Edlinger, tan dotado para la escalada como hábil en la comunicación, supo expresar mejor que nadie los fundamentos de su nueva religión: entrenamiento de la fuerza y la elasticidad al servicio del gesto, de la dificultad en la escalada, de la estética de los movimientos que le permitían progresar en la vertical como si lo hiciese sobre una pista de baile. Justo entonces protagonizó —hace ya 30 años— el filme La vida en la punta de los dedos, así como Ópera vertical (también un libro), ambas de Jean Paul Janssen: imágenes y voz en off de Edlinger supusieron entonces una auténtica descarga de autenticidad que inspiró a toda una generación de escaladores. De hecho, Edlinger supuso un shock: ahí teníamos a un tipo que sabía explicar sin titubeos por qué escalaba, qué perseguía al hacerlo en solo integral, sin cuerda, dejando el control de su existencia en la fuerza ejercida por la punta de sus dedos y en su capacidad de concentración.

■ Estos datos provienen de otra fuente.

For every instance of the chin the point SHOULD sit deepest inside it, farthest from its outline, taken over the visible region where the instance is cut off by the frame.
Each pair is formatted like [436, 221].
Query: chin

Edlinger quería conocerse para crecer y eligió la escalada como vehículo, defendiendo de paso la simplicidad, el amor por la naturaleza y el placer del gesto como algo sublime.

Si Edlinger encajó con mucha dificultad la pérdida de Janssen, la muerte de su amigo Berhault, al que conoció con 17 años, supuso en su caso un tsunami emocional. A veces, invitado a dar una charla en algún festival de montaña, trataba de eludir el compromiso aduciendo que ya nadie le conocía. ¿Cómo olvidarle? Hoy en día, en términos filosóficos, la escalada deportiva parece aún anclada en los ochenta, por mucho que ahora proliferen actores capaces de elevar el listón de la dificultad hasta límites insospechados. Entonces, Edlinger puso el alma a una disciplina, la escalada, más bien hueca. Desde ese momento, solo se le ha añadido músculo.